The study, “Practices surrounding pulmonary hypertension and bronchopulmonary dysplasia amongst neonatologists caring for premature infants,” was published in the Journal of Perinatology.

More than 55,000 U.S. births a year occur before the fetus is 28 weeks old. This premature infant population can suffer from pulmonary complications. Up to 68 percent are diagnosed with bronchopulmonary dysplasia, a condition characterized by damage to the lungs’ airway passages, or bronchi. One of the most severe consequences of bronchopulmonary dysplasia is the development of pulmonary hypertension.

In 2015, the American Heart Association and the American Thoracic Society published guidelines that call for “echocardiography (ECHO)-based screening for pulmonary hypertension (PH) in premature newborns with established moderate to severe BPD [bronchopulmonary dysplasia].”

A group of doctors decided to survey the bronchopulmonary dysplasia practices of neonatologists caring for premature infants with and without PH, including their screening strategies and treatment. The survey asked about doctors’ practices after the 2015 guidelines were published.

The electronic survey, composed of 29 questions, was sent to neonatologists practicing at a nursery where babies were born after being in the womb 28 weeks or less. In total, 306 neonatologists responded to the survey.

The guidelines recommend that children with a bronchopulmonary dysplasia diagnosis have echocardiography, or ECHO, screening for PH. Despite this, only 46 percent of the survey respondents confirmed a formal screening protocol at their institution.

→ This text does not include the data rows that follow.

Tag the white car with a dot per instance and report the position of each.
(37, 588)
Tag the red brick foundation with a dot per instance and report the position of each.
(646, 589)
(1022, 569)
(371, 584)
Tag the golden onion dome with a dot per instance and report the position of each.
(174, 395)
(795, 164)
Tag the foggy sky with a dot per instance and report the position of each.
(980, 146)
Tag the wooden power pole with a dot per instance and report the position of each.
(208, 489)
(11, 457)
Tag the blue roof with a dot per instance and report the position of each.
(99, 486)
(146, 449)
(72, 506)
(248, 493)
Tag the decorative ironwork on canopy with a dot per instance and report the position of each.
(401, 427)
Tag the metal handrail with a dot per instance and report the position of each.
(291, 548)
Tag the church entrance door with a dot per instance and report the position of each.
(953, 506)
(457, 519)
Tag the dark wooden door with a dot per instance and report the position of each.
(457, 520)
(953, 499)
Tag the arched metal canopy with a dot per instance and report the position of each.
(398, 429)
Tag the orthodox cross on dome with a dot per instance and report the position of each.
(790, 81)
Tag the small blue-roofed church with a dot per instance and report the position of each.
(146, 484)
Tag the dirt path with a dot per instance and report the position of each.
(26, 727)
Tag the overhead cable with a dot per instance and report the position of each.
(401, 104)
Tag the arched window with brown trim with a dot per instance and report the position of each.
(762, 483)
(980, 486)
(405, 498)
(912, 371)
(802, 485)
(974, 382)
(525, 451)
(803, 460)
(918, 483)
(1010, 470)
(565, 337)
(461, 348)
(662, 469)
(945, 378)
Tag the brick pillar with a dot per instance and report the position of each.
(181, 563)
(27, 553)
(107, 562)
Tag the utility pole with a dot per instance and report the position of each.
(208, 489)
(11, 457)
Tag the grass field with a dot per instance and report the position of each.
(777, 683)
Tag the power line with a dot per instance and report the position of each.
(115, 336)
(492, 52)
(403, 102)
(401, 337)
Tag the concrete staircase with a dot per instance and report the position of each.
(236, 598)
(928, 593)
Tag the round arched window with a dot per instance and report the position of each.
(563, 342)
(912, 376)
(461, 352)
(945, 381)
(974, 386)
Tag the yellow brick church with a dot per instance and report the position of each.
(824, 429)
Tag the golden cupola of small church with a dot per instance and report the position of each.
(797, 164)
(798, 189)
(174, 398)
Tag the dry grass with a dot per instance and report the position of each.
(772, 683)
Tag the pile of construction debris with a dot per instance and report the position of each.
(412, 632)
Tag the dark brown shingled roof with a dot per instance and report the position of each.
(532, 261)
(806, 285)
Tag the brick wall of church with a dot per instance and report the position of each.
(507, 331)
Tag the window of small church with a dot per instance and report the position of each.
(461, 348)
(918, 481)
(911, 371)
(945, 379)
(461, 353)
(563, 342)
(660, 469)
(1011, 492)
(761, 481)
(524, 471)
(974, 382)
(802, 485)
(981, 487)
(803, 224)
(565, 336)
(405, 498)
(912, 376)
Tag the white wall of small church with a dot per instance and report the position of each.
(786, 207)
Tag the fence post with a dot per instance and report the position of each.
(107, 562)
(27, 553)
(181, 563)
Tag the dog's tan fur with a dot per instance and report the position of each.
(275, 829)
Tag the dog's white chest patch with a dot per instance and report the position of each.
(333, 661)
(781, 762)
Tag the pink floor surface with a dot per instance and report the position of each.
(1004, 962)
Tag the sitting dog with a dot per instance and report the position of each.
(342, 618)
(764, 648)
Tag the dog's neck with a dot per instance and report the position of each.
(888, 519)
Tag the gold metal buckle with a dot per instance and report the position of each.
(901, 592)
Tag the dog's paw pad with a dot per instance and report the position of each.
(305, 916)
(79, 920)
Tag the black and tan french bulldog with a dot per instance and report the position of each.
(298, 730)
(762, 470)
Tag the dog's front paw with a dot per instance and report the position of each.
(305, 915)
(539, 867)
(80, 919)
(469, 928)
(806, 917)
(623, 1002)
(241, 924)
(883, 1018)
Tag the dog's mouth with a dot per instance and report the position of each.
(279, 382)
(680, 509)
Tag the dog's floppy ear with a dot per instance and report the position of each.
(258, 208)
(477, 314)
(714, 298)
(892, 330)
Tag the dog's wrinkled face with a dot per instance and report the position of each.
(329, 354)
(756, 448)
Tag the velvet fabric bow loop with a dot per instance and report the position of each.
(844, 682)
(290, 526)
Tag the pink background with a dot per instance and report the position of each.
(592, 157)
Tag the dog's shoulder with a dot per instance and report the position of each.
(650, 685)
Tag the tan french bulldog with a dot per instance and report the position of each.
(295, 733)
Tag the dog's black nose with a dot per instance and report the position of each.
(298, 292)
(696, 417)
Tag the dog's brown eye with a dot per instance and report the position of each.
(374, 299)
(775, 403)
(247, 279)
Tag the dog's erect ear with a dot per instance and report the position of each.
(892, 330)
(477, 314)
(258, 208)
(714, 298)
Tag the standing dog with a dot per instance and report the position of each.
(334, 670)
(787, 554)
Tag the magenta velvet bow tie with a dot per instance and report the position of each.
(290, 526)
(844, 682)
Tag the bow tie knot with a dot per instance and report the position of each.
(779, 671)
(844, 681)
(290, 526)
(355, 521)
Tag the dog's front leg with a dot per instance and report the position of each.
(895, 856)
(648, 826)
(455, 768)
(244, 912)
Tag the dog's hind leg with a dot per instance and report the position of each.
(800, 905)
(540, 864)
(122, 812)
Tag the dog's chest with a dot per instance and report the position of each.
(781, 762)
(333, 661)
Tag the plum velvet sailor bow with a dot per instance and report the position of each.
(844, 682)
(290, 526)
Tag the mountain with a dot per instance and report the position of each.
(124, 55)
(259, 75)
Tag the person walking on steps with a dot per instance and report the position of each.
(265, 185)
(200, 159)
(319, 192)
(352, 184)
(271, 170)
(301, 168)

But 83 percent said they would do an ECHO at 36 weeks post-menstrual age — a combination of a baby’s time in the womb and after birth — for premature infants with moderate to severe bronchopulmonary dysplasia.

Another provision in the guidelines is that neonatologists should evaluate airway obstruction and reflux in premature babies with bronchopulmonary dysplasia and PH. But “only 29 percent of [the survey] respondents mentioned ordering such evaluation for airway obstruction,” the study reported.

Ninety percent of the surveyed neonatologists prescribed PH medications — phosphodiesterase 5 inhibitors, endothelin antagonists, or prostacyclines — during hospitalization. But a very small percentage used cardiac catheterization to confirm a PH diagnosis. One percent said they always used it, while 7 percent said they often used it.

Among neonatologists practicing more than five years, 54 percent reported an increase in the number of premature infants they have diagnosed with PH.

As for a need for home oxygen therapy, only 65 percent advised it for PH.

Given the range in survey answers, the study team concluded that “the evaluation, the treatment, and the follow-up of these patients was highly variable across centers in the U.S.,” despite the guidelines that came out in 2015.